接下来的日子,宋知书还真是懂事了不少,承担起了照顾吴玉兰的责任不说,还跟着宋知勇他们下地割了稻谷。
不过,一个人的惰性可没那么容易改,随着吴玉兰一日日好起来,宋知书又逐渐变得懒散起来。
这一日,他直接就赖在床上不起身,一直到吃午饭,这才懒洋洋的过来吃饭。
吴玉兰瞧见他这副模样,深深叹了口气。
听到母亲叹气,宋知书顿时紧张起来,“娘,您怎么了?是不是哪儿不舒服?”
“知书啊,娘不想让你回刘家了,但是刘管家说了,要赔付五十两银子。”
“这五十两银子,就是把娘卖了娘也拿不出来啊!”
宋知书一听母亲又是为了自己的事情发愁,顿时为自己的懒惰心生愧疚。
“娘,没事,您好了儿子回去就是。”
“儿子在刘家好好干,您就在家等着享福吧!”
吴玉兰摇头,“儿孙承欢膝下才是享福,娘看着你在刘府受罪,又怎能高兴得起来呢?”
宋知书闻言,一时间也不知该说什么了。
他恨自己没出息,竟然连五十两银子都拿不出来,要知道这些年他念书,娘可是前前后后为自己花了上百两银子啊!
这几日收稻谷回来,将稻谷卖掉抵了田租后,就剩下那几百文钱,他才知道钱有多难挣。
在刘家感受过寄人篱下的日子,宋知书也不敢再提卖侄女的事情了,给人当奴才,就不是人干的事情。

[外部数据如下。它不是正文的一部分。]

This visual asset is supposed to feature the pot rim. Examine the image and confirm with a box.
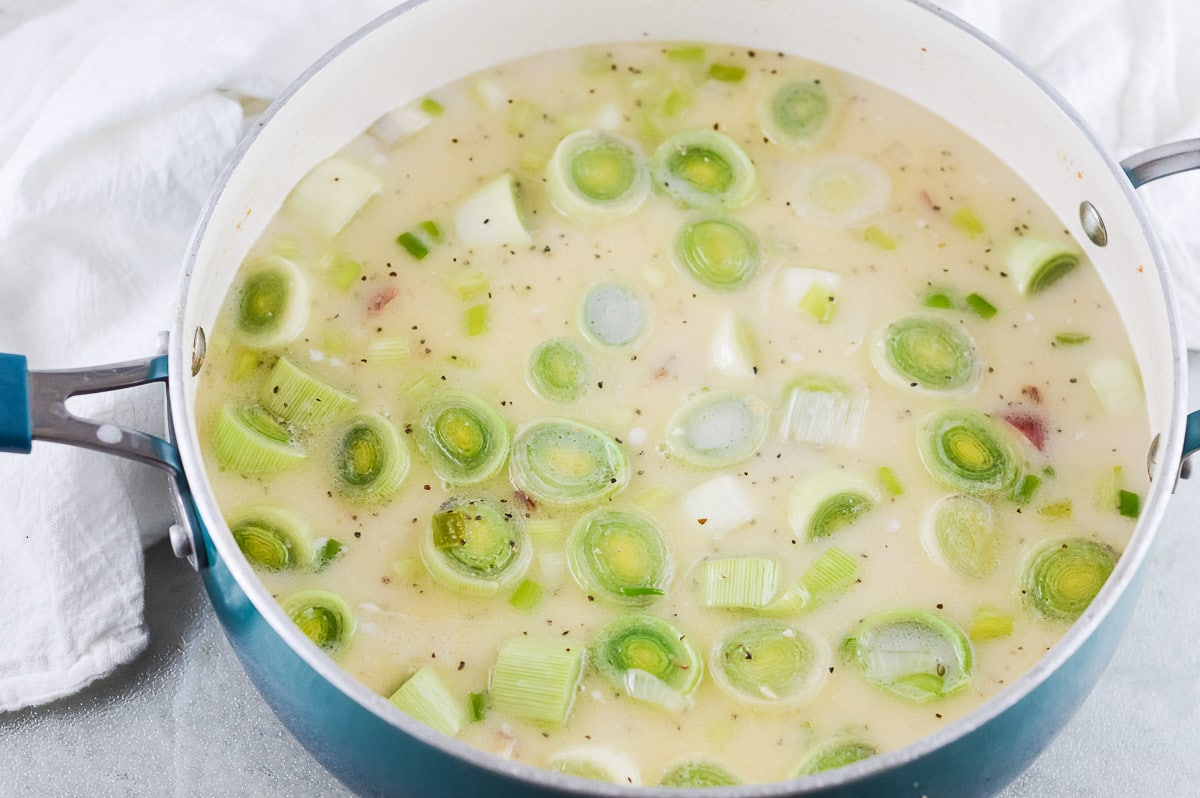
[168,0,1187,798]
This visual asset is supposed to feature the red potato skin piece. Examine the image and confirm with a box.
[1004,413,1046,451]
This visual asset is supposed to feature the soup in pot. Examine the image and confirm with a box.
[198,43,1150,786]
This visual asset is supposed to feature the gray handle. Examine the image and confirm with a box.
[1121,138,1200,188]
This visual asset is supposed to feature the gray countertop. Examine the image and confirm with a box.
[0,0,1200,798]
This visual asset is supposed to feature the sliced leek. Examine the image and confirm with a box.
[509,418,630,505]
[871,314,982,394]
[1004,235,1082,294]
[590,614,704,710]
[528,338,592,402]
[792,739,880,778]
[334,414,410,504]
[659,758,742,787]
[234,254,308,349]
[546,130,650,220]
[758,78,841,149]
[709,618,830,709]
[413,391,510,485]
[280,589,355,658]
[841,610,972,702]
[421,499,533,596]
[652,128,756,210]
[580,282,650,347]
[917,408,1020,496]
[1021,538,1120,622]
[780,374,866,448]
[212,404,307,476]
[258,355,358,427]
[787,469,880,540]
[667,391,767,468]
[790,154,892,227]
[227,504,314,571]
[674,216,758,292]
[389,665,467,737]
[491,637,587,726]
[920,494,1001,578]
[566,508,673,607]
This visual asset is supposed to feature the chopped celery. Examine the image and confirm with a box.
[863,224,898,252]
[463,304,488,338]
[389,665,467,737]
[704,64,746,83]
[950,208,984,239]
[491,637,587,726]
[875,466,904,496]
[509,580,545,612]
[967,294,997,319]
[967,607,1013,643]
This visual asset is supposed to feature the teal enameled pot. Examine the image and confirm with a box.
[0,0,1200,798]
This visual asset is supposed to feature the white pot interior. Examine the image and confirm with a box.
[172,0,1182,782]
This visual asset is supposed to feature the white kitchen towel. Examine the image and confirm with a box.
[0,0,1200,710]
[0,0,392,710]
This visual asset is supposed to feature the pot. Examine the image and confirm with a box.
[0,0,1200,798]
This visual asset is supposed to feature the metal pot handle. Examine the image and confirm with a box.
[1121,138,1200,479]
[1121,138,1200,188]
[0,340,208,570]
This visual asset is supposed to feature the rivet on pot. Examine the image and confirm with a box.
[1079,199,1109,246]
[192,326,209,377]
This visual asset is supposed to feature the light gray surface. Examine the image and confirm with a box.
[0,0,1200,798]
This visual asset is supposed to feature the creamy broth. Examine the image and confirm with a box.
[198,43,1148,784]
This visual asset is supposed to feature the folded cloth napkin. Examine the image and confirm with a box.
[0,0,1200,710]
[0,0,392,710]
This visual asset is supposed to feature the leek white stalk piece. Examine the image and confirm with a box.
[284,156,383,235]
[679,474,755,538]
[389,665,467,737]
[546,745,642,787]
[455,172,533,246]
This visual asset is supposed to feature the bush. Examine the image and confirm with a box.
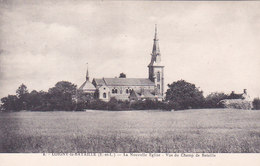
[253,98,260,110]
[166,80,205,110]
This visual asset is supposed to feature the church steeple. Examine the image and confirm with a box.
[149,24,161,66]
[86,63,89,81]
[148,24,164,96]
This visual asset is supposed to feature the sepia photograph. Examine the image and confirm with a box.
[0,0,260,156]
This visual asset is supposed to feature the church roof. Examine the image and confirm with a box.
[79,80,96,91]
[130,89,156,100]
[94,78,154,86]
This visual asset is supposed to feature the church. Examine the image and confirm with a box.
[79,26,164,101]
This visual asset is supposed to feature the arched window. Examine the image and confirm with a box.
[157,71,161,82]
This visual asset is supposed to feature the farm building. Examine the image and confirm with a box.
[220,89,253,110]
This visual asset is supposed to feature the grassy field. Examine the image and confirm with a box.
[0,109,260,153]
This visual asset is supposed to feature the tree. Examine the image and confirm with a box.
[119,73,126,78]
[16,84,29,110]
[16,84,28,99]
[205,92,228,108]
[166,80,204,109]
[48,81,77,111]
[1,95,20,111]
[252,97,260,110]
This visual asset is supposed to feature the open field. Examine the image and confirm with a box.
[0,109,260,153]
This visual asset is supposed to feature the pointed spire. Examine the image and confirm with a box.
[154,24,158,40]
[152,24,160,62]
[86,63,89,81]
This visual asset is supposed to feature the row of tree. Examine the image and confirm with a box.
[1,80,260,111]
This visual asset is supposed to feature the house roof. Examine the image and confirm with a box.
[94,78,154,86]
[130,89,156,99]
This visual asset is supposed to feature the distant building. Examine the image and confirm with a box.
[220,89,253,110]
[79,27,164,101]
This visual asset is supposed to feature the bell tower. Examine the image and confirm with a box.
[148,24,164,96]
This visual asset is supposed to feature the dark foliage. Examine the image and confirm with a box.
[166,80,205,110]
[1,81,76,111]
[253,98,260,110]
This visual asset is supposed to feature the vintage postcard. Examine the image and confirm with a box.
[0,0,260,165]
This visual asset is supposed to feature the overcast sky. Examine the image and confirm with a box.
[0,0,260,97]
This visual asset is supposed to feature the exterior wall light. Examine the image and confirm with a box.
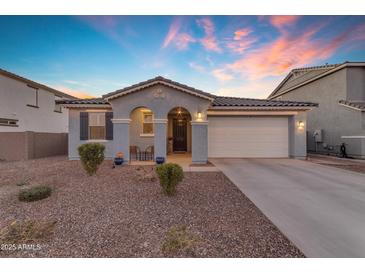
[198,112,202,120]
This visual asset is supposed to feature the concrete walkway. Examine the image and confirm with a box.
[166,153,219,172]
[211,159,365,257]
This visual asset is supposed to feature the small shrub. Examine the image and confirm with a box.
[19,186,52,202]
[156,163,184,196]
[0,220,56,244]
[78,143,105,176]
[161,225,199,256]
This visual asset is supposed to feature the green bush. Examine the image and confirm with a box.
[78,143,105,176]
[18,186,52,202]
[156,163,184,196]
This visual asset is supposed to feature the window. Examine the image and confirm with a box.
[54,95,62,113]
[0,118,18,127]
[89,112,105,140]
[27,85,39,108]
[141,111,153,136]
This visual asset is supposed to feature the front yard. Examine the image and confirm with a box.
[0,157,303,257]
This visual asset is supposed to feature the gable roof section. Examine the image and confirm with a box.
[0,69,76,99]
[338,100,365,111]
[268,62,365,99]
[103,76,215,101]
[210,96,318,109]
[268,64,340,99]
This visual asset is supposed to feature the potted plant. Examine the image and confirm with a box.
[114,151,124,166]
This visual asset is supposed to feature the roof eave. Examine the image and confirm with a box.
[208,105,317,111]
[102,80,214,102]
[338,102,365,112]
[58,103,112,109]
[0,69,78,99]
[268,62,365,100]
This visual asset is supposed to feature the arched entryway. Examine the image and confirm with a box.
[167,107,192,162]
[129,107,155,162]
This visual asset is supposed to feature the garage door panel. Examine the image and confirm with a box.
[208,117,288,158]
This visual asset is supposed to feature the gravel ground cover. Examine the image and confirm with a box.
[308,155,365,173]
[0,157,304,257]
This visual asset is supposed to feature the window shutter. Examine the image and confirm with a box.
[105,112,113,140]
[80,112,89,140]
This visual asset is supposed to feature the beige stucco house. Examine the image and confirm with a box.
[268,62,365,158]
[58,76,316,163]
[0,69,75,160]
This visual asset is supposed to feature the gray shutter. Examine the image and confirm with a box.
[80,112,89,140]
[105,112,113,140]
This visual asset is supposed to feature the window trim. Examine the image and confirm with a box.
[27,84,39,108]
[139,110,155,137]
[87,112,108,142]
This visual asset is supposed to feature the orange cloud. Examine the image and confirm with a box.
[197,17,222,52]
[233,28,252,40]
[226,28,257,54]
[174,33,196,50]
[162,17,182,48]
[212,69,234,82]
[269,15,300,30]
[222,22,365,80]
[56,86,95,99]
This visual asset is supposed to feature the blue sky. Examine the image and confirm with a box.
[0,16,365,98]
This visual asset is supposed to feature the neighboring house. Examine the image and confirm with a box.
[58,77,316,163]
[268,62,365,158]
[0,69,75,160]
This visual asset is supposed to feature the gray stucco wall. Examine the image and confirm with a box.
[110,85,211,161]
[281,68,365,157]
[191,122,208,164]
[288,111,307,159]
[346,67,365,101]
[68,109,114,159]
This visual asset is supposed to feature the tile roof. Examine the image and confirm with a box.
[0,68,76,99]
[103,76,215,99]
[268,62,352,98]
[339,100,365,111]
[56,98,109,105]
[57,96,317,109]
[212,96,318,108]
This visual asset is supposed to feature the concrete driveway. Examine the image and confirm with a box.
[210,159,365,257]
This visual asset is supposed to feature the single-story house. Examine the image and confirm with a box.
[0,69,76,161]
[268,62,365,159]
[58,76,317,163]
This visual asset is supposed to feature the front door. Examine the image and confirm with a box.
[172,118,187,151]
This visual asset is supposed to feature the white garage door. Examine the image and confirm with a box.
[208,116,289,158]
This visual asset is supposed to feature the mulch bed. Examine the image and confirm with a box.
[0,157,304,257]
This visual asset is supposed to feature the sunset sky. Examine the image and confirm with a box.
[0,16,365,98]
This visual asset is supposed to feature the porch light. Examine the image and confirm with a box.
[198,111,202,120]
[298,121,304,129]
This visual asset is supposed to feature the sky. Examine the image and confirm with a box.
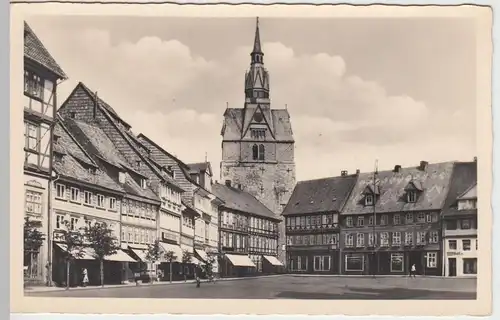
[27,16,477,181]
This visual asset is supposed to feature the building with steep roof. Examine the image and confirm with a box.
[23,22,67,284]
[442,161,478,277]
[50,118,136,285]
[340,161,454,275]
[212,183,283,277]
[283,173,358,274]
[220,18,295,261]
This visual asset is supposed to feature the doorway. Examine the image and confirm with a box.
[448,258,457,277]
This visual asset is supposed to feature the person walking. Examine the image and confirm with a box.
[410,264,417,278]
[82,268,89,287]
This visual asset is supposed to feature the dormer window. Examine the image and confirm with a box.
[365,194,374,206]
[406,191,417,203]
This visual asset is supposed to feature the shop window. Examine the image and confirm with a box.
[391,253,404,272]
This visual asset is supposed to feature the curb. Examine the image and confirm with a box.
[24,274,283,294]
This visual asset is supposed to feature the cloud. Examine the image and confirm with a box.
[35,24,475,179]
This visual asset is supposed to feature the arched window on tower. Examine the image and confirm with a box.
[259,144,265,160]
[252,144,259,160]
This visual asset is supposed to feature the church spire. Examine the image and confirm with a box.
[250,17,264,64]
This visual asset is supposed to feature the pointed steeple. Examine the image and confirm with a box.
[250,17,264,64]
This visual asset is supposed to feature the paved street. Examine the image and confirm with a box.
[26,275,476,300]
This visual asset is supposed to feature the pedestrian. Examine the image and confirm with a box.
[82,268,89,287]
[410,264,417,278]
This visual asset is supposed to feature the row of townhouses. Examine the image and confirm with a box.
[283,159,478,276]
[23,23,284,285]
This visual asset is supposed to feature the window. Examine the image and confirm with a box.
[462,239,470,251]
[345,217,352,227]
[345,234,354,247]
[448,240,457,250]
[314,256,330,271]
[407,191,417,203]
[463,258,477,274]
[406,213,413,223]
[83,191,92,205]
[391,253,404,272]
[392,214,401,225]
[417,231,426,245]
[345,253,365,271]
[368,232,375,247]
[71,188,80,202]
[109,198,116,210]
[417,212,425,223]
[250,129,266,139]
[358,217,365,227]
[365,194,373,206]
[25,190,42,216]
[461,219,471,229]
[380,214,387,226]
[356,233,365,247]
[392,232,401,246]
[429,231,439,243]
[380,232,389,247]
[97,194,104,208]
[405,232,413,246]
[56,184,66,199]
[427,252,437,268]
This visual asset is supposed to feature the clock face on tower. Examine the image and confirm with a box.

他算是看明白了,什么穷人家孩子被卖去大户人家当差是享福,都是他那几个想坑他钱喝酒的同窗胡说的。
这根本就不是享福,而是夺命。
“娘,儿子没用,花了您那么多银子,连个童生都考不上。若是儿子争气点,娘就不会过得这般艰难”
宋知书看着手上因为收割稻谷被磨出的水泡,越想越愧疚。
娘这些年为了供自己念书,十年如一日的过着这些日子,可自己却拿着娘累死累活挣来的银子,在外面潇洒快活。
“知书,金无足赤,人无完人。娘之前也不该逼着你念书的。”
自己这么不争气,可娘却是一直在体谅自己,这让宋知书越发惭愧。
“娘,您说儿子现在该怎么办?娘您让我做什么,我就做什么!”
吴玉兰垂眸沉思,片刻后为难的抬起头。
“娘不舍得你回刘家受苦,为今之计只能想法子挣钱了。”
“挣钱的法子倒是有,就是辛苦。”
宋知书忙表态,“娘,儿子不怕苦!”
吴玉兰等的就是这句话。
第二日,吴玉兰便拉着宋知书一块上山采药。
宋知书虽觉得累,但想想母亲为了自己,一把老骨头都上山采药,自己即便是累死也不能吭声。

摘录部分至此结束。